In a remarkable moment for Alzheimer’s disease research, scientists at Weill Cornell Medicine have developed an innovative human neuron model that successfully simulates the spread of tau protein aggregates in the brain, a function that triggers cognitive decline in AD and frontotemporal dementia.
Tau proteins— found in the nerve cells of our brains— support the structure of neurons and their normal functioning. However, in some cases, such as patients with Alzheimer’s disease, tau proteins can become abnormal. They tend to clump together in neurons, disrupting the transport of nutrients and other molecules throughout the cell. This can eventually lead to the death of the neuron.
The research team’s new model has led to the identification of novel therapeutic targets that could potentially block the harmful propagation of tau.
“Currently no therapies can stop the spread of tau aggregates in the brains of patients with Alzheimer’s disease,” said Dr. Li Gan, director of the Helen and Robert Appel Alzheimer’s Disease Research Institute at Weill Cornell Medicine and the study’s lead author, in a statement. “Our human neuron model of tau spread overcomes the limitations of previous models and has unveiled potential targets for drug development that were previously unknown.”
CRISPR to the rescue
Previous attempts to model tau propagation in the lab using human pluripotent stem cells have been challenging. This is due to tau aggregation being a process that typically takes decades to unfold in the aging human brain.
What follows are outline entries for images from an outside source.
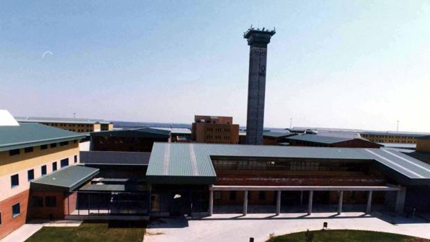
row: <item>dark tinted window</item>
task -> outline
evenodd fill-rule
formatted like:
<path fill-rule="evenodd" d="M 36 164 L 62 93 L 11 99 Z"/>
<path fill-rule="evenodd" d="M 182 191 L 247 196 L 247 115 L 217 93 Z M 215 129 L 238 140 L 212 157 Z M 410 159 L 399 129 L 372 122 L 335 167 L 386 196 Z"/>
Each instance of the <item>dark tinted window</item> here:
<path fill-rule="evenodd" d="M 21 209 L 19 209 L 19 203 L 17 203 L 16 205 L 12 206 L 12 216 L 16 217 L 21 213 Z"/>
<path fill-rule="evenodd" d="M 69 166 L 69 158 L 62 159 L 60 163 L 60 165 L 62 168 Z"/>
<path fill-rule="evenodd" d="M 9 155 L 19 155 L 19 149 L 9 150 Z"/>
<path fill-rule="evenodd" d="M 18 174 L 10 176 L 11 187 L 17 187 L 19 185 L 19 177 Z"/>
<path fill-rule="evenodd" d="M 35 179 L 35 170 L 31 169 L 27 171 L 27 179 L 28 180 L 28 182 Z"/>
<path fill-rule="evenodd" d="M 57 200 L 54 196 L 45 197 L 45 206 L 46 207 L 55 207 L 57 205 Z"/>
<path fill-rule="evenodd" d="M 46 175 L 46 166 L 42 166 L 42 175 Z"/>
<path fill-rule="evenodd" d="M 31 197 L 31 200 L 33 200 L 33 207 L 43 207 L 43 197 L 40 197 L 37 196 L 33 196 Z"/>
Dr. Gan’s team used CRISPR genome engineering to modify human stem cells, prompting them to express forms of tau associated with diseased brains. “This model has been a game-changer, simulating tau spread in neurons within weeks— a process that would typically take decades in the human brain,” Dr. Gan explained.
With this powerful new model in hand, the researchers employed CRISPR interference (CRISPRi) screening. This screening method systematically disables over a thousand genes and assesses their impact on tau abundance. The unbiased approach led to the discovery of 500 genes influencing tau propagation.
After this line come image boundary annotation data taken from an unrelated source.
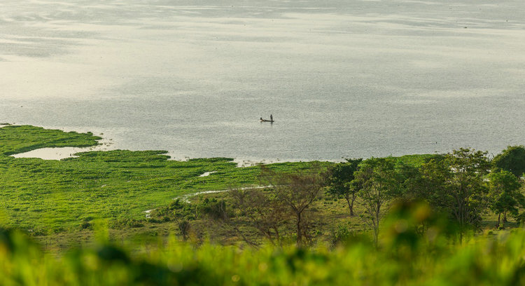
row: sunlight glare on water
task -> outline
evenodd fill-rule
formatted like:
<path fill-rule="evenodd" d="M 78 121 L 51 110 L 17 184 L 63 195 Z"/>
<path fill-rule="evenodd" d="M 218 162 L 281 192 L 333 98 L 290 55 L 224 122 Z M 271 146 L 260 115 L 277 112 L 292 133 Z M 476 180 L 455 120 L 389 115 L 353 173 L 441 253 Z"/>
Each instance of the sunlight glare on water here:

“CRISPRi technology allowed us to use unbiased approaches to look for drug targets, not confined to what was previously reported by other scientists,” said lead study author Celeste Parra Bravo, a neuroscience doctoral candidate at Weill Cornell.
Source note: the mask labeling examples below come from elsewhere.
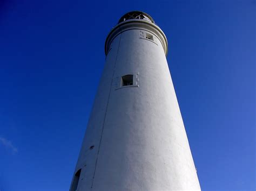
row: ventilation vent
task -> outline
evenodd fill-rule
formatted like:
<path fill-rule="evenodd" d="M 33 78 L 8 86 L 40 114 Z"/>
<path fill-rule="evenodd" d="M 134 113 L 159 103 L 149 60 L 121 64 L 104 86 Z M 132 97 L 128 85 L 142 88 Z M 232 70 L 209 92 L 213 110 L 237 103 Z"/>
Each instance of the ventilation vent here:
<path fill-rule="evenodd" d="M 132 86 L 133 84 L 133 75 L 129 74 L 123 76 L 121 78 L 121 87 Z"/>
<path fill-rule="evenodd" d="M 80 168 L 77 173 L 75 174 L 73 182 L 72 183 L 71 189 L 70 191 L 76 191 L 77 189 L 77 186 L 78 185 L 79 179 L 80 178 L 80 174 L 81 174 L 81 169 Z"/>

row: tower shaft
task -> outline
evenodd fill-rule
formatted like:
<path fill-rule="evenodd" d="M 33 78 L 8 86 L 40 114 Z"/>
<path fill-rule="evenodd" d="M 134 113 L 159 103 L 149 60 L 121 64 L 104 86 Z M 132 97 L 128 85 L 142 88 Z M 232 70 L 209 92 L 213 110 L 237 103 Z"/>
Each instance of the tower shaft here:
<path fill-rule="evenodd" d="M 145 13 L 125 15 L 111 31 L 71 190 L 200 189 L 167 47 Z"/>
One particularly encouraging finding was the connection between the UFMylation cellular process and tau spread. UFMylation involves the attachment of a small protein named UFM1 to other proteins.
Post-mortem studies of Alzheimer’s patient brains revealed UFMylation to be altered. Further experiments in the human neuron model and mouse models showed that inhibiting the enzyme required for UFMylation effectively blocked tau propagation.
Tackling an unmet need
“We are particularly encouraged by the confirmation that inhibiting UFMylation blocked tau spread in both human neurons and mouse models,” said paper co-author Dr. Shiaoching Gong, associate professor at Weill Cornell.
Many promising Alzheimer’s treatments have failed to succeed in clinical trials after showing promise in mouse models. However, the researchers are optimistic that the new human neuron platform will improve the odds of translation.
“Our discoveries in human neurons open the door to developing new treatments that could truly make a difference for those suffering from this devastating disease,” said Dr. Gan.
The team’s research was published in the journal Cell.